Documentation Index Fetch the complete documentation index at: https://mintlify.com/D4Vinci/Scrapling/llms.txt
Use this file to discover all available pages before exploring further.
Scrapling provides multiple ways to optimize scraping performance, from resource blocking to concurrent requests and page pooling.
Resource Blocking
Block unnecessary resources to speed up page loads:
Disable Resources
Block fonts, images, media, and other non-essential resources:
from scrapling import StealthyFetcher
response = StealthyFetcher.fetch(
'https://example.com' ,
disable_resources = True # Significant speed boost
)
Blocked resource types:
font - Web fonts
image - Images and icons
media - Videos and audio
beacon - Analytics beacons
object - Embedded objects
imageset - Responsive images
texttrack - Video subtitles
websocket - WebSocket connections
csp_report - CSP reports
stylesheet - CSS files
Source: scrapling/engines/constants.py:2-13
Block Specific Domains
Block analytics and tracking domains:
response = StealthyFetcher.fetch(
'https://example.com' ,
blocked_domains = {
'google-analytics.com' ,
'facebook.com' ,
'doubleclick.net' ,
'googletagmanager.com' ,
'hotjar.com' ,
}
)
Subdomains are automatically matched: blocking example.com also blocks sub.example.com.
Source: scrapling/engines/_browsers/_stealth.py:199
Concurrency Settings
Concurrent Requests
Control how many requests run simultaneously:
from scrapling import Spider
class FastSpider ( Spider ):
name = 'fast_spider'
concurrent_requests = 16 # Process 16 requests at once (default: 4)

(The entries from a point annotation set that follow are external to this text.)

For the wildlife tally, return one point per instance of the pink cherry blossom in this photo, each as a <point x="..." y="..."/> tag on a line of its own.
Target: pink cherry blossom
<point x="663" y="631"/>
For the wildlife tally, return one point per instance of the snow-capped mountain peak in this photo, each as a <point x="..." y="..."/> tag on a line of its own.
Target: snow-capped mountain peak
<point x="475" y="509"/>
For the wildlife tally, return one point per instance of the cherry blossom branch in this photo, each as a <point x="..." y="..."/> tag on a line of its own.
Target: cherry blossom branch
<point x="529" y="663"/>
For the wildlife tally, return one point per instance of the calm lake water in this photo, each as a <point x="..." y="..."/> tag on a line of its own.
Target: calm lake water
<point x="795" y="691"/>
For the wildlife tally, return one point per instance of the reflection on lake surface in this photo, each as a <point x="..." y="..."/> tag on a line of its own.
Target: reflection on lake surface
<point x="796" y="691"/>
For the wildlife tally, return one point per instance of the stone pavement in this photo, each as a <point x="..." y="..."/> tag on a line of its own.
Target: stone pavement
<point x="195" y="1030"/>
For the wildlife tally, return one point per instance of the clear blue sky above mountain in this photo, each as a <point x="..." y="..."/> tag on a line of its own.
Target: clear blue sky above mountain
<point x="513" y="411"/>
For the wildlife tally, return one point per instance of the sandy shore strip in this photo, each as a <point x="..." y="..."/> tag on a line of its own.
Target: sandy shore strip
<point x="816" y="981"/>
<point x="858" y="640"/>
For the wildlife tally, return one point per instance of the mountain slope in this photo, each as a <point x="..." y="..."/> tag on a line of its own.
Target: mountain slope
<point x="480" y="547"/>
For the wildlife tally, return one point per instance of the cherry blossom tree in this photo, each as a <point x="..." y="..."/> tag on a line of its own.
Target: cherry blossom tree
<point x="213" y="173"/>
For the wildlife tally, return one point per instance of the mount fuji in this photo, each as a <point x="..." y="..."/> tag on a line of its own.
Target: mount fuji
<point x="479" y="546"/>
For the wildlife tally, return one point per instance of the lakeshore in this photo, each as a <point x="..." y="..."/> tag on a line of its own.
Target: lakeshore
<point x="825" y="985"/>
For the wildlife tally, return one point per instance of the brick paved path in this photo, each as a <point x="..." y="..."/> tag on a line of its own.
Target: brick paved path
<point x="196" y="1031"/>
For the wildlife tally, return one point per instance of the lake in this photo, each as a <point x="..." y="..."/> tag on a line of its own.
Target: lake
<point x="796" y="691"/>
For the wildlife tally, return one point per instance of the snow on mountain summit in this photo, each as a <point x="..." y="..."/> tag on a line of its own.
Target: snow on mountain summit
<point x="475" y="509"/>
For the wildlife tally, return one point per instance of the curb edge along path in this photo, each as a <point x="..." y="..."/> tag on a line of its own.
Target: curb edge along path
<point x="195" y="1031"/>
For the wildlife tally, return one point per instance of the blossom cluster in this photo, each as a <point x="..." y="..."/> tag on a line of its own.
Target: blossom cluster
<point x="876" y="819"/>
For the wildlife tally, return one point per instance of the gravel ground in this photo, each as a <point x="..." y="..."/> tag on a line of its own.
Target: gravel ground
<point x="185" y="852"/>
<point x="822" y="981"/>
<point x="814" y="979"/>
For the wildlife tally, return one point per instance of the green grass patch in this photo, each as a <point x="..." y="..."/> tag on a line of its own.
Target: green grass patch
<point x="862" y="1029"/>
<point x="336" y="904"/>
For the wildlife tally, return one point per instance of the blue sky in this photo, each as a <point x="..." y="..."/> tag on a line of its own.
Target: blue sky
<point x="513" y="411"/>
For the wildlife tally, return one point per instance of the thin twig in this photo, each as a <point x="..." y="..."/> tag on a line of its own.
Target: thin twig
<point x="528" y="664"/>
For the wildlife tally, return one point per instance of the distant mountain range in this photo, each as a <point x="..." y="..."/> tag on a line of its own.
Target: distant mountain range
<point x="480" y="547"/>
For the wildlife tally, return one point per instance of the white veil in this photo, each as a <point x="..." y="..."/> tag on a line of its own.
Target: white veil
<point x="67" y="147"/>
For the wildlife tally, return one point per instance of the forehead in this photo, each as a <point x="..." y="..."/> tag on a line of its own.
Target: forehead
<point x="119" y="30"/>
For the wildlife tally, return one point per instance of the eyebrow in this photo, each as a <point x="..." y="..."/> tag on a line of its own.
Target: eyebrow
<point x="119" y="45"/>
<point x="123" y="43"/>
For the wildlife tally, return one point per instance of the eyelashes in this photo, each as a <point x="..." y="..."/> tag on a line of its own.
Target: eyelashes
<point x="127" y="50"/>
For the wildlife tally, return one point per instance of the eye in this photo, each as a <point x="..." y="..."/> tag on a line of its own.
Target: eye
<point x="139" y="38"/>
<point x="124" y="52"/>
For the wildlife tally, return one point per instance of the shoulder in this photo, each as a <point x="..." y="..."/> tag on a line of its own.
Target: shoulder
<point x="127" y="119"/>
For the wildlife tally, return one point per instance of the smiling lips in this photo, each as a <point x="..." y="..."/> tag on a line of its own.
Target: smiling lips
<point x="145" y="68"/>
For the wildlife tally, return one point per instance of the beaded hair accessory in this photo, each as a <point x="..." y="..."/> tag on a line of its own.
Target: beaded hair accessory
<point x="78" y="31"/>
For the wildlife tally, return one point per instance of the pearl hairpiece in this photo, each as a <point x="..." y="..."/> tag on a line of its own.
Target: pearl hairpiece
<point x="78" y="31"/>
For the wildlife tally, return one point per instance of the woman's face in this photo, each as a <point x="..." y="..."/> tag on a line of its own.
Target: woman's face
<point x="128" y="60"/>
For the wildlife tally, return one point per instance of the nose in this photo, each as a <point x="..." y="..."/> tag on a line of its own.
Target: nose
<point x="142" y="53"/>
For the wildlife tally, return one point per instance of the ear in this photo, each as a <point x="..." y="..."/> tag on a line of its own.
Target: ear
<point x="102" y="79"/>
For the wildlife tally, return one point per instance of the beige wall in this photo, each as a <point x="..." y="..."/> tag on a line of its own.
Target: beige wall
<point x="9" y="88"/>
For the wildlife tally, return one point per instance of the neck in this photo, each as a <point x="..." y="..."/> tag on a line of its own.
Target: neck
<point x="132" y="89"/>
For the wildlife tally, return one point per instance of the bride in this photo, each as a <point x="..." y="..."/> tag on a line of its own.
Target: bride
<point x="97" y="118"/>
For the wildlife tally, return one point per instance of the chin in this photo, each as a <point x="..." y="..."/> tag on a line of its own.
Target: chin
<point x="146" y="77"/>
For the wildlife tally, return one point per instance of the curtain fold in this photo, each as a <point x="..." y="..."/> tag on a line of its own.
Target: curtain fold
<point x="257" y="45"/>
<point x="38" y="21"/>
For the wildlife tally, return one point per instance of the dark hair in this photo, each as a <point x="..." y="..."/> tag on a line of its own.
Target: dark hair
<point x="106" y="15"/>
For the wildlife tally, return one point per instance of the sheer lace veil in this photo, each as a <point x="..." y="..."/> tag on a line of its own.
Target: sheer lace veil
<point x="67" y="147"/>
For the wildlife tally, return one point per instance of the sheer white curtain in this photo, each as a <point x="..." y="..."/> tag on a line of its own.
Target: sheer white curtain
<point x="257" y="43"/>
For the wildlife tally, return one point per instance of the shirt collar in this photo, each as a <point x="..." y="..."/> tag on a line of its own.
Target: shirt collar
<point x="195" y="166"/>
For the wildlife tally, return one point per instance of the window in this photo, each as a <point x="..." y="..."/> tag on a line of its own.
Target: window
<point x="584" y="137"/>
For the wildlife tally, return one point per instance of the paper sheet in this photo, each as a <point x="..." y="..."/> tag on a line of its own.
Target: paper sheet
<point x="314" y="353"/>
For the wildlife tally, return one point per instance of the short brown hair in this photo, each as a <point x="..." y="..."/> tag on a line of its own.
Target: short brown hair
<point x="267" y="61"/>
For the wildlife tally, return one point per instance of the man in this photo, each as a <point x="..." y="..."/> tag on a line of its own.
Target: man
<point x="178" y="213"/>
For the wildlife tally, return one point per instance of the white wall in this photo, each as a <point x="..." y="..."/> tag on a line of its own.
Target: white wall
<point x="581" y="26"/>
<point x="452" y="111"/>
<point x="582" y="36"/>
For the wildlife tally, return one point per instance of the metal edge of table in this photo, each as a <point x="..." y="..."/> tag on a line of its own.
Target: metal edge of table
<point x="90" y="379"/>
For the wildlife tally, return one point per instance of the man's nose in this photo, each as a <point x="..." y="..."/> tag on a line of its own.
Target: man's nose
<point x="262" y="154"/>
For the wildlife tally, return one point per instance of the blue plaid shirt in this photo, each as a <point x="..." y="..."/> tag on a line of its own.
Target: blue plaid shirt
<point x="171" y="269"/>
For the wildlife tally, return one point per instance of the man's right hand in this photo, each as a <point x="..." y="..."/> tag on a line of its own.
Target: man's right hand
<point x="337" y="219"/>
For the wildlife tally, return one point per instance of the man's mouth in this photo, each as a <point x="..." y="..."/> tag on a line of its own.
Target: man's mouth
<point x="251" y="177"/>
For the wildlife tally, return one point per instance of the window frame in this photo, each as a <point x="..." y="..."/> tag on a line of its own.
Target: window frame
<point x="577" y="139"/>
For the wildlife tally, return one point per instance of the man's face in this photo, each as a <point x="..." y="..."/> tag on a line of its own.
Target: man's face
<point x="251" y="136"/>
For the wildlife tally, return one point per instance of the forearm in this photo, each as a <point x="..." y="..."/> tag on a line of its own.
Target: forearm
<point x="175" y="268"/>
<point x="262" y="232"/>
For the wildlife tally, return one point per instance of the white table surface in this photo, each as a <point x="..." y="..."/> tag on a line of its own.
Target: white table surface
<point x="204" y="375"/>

start_urls = [ 'https://example.com' ]
async def parse ( self , response ):
yield { 'title' : response.css( 'title::text' ).get()}
Source: scrapling/spiders/spider.py:76
Per-Domain Concurrency
Limit concurrent requests per domain to avoid overwhelming servers:
class PoliteSpider ( Spider ):
name = 'polite_spider'
concurrent_requests = 16
concurrent_requests_per_domain = 2 # Max 2 simultaneous requests per domain
start_urls = [ 'https://example.com' ]
async def parse ( self , response ):
yield { 'data' : response.css( '.content::text' ).get()}
Source: scrapling/spiders/spider.py:77
Download Delay
Add delay between requests to the same domain:
class ThrottledSpider ( Spider ):
name = 'throttled_spider'
download_delay = 2.0 # Wait 2 seconds between requests to same domain
start_urls = [ 'https://example.com' ]
async def parse ( self , response ):
yield { 'content' : response.text}
Source: scrapling/spiders/spider.py:78
Page Pooling
Reuse browser pages instead of creating new ones:
Session Page Pooling
from scrapling import StealthySession
# Create session with page pool
with StealthySession( max_pages = 5 ) as session:
# Pages are reused from the pool
for url in urls:
response = session.fetch(url)
# Process response
Configuration: scrapling/engines/_browsers/_validators.py:62
Pool Statistics
Monitor page pool usage:
with StealthySession( max_pages = 10 ) as session:
response = session.fetch( 'https://example.com' )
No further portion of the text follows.